Award for Access

Access to primary sources is essential for researchers, but effective online access requires a range of support extending beyond traditional methods. Catalog records and finding guides are still necessary, but search engine optimization (SEO) is also required to create effective, full access to online collections. Dan Reboussin, Head of the University of Florida (UF) Libraries’ African Studies Collections, has received the 2012 CRL Primary Source Award for Access for his efforts to create effective access to the Jean-Marie Derscheid Collection.

Handwritten note on events occurring in 1610, Kitara, Buganda. Courtesy of the Jean-Marie Derscheid Collection, University of Florida.

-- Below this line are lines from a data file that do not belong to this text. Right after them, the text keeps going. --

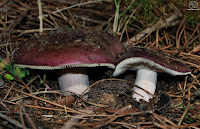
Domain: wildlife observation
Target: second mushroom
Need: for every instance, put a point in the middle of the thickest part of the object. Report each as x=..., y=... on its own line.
x=148, y=63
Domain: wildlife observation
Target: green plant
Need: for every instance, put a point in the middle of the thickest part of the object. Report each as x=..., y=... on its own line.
x=13, y=71
x=192, y=18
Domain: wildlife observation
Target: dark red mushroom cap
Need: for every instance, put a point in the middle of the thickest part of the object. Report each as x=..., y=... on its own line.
x=74, y=48
x=137, y=58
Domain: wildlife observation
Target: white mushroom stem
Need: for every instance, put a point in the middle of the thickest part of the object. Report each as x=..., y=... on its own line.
x=73, y=82
x=145, y=79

The Derscheid collection encompasses a rich set of manuscripts relating to pre-colonial and colonial-era Burundi, Eastern Congo, and Rwanda. These unique and rare materials document the history of the region. They were created and collected by Jean-Marie Derscheid, a zoologist and conservationist who undertook historical research on Rwanda and the Eastern Congo from 1924 to 1939. He criticized Belgian colonial agricultural policies promoting cultivation in the Virunga Mountains, one of only two limited habitats of the endangered mountain gorillas. René Lemarchand, UF professor emeritus of political science and author of Rwanda and Burundi (1970), states that Derscheid’s scholar-curated collection of primary research materials is a critically important resource for interdisciplinary research in this area.

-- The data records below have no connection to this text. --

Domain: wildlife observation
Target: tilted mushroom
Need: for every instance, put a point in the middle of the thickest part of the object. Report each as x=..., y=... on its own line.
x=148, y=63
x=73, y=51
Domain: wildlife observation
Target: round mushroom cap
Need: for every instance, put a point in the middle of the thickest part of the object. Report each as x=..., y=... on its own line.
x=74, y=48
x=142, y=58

Reboussin worked closely with author Lemarchand to enhance access to and preserve the microfilm collection. He ensured long-term scholarly access to the materials by securing permission from Derscheid’s heir to distribute the collection and by creating a complete, verified, item-level index. This year, Reboussin led a project to digitize the Derscheid manuscript collection to ensure ongoing access. Building on prior work with the catalog record and index, Reboussin set out to ensure this rich collection was fully accessible by developing several innovative, enhanced means to support online access. The project began with the digitization of the Derscheid collection from microfilm and the creation of complete, item-level metadata using the existing index.

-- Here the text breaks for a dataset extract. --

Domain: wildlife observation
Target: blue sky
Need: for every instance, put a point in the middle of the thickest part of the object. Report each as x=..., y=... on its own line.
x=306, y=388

Map depicting 17th-century ethnic group distributions in present-day Rwanda and Eastern Congo. Courtesy of the Jean-Marie Derscheid Collection, University of Florida.

Some of the additional support methods Reboussin employed include:

  • Digitizing the complete index to enable researchers to review the entire collection at a glance
  • Digitizing (after securing required permissions) Lemarchand’s book, Rwanda and Burundi, to provide access to the complete research context relating to these materials
  • Researching the life and work of Jean-Marie Derscheid and translating his biography, now accessible online in the UF Digital Collections or UFDC
  • Creating a Wikipedia biographical entry for Derscheid as part of a broad SEO strategy to ensure full public access to the primary research materials
  • Creating the specialized Derscheid digital collection within the UFDC (powered by the SobekCM software engine, optimized to allow Google and other search engines to easily access and automatically index or “crawl” included materials). The creation of a separate collection frames the research materials, providing enhanced access to the critical support materials and ensuring complete, integrated access to the entire collection.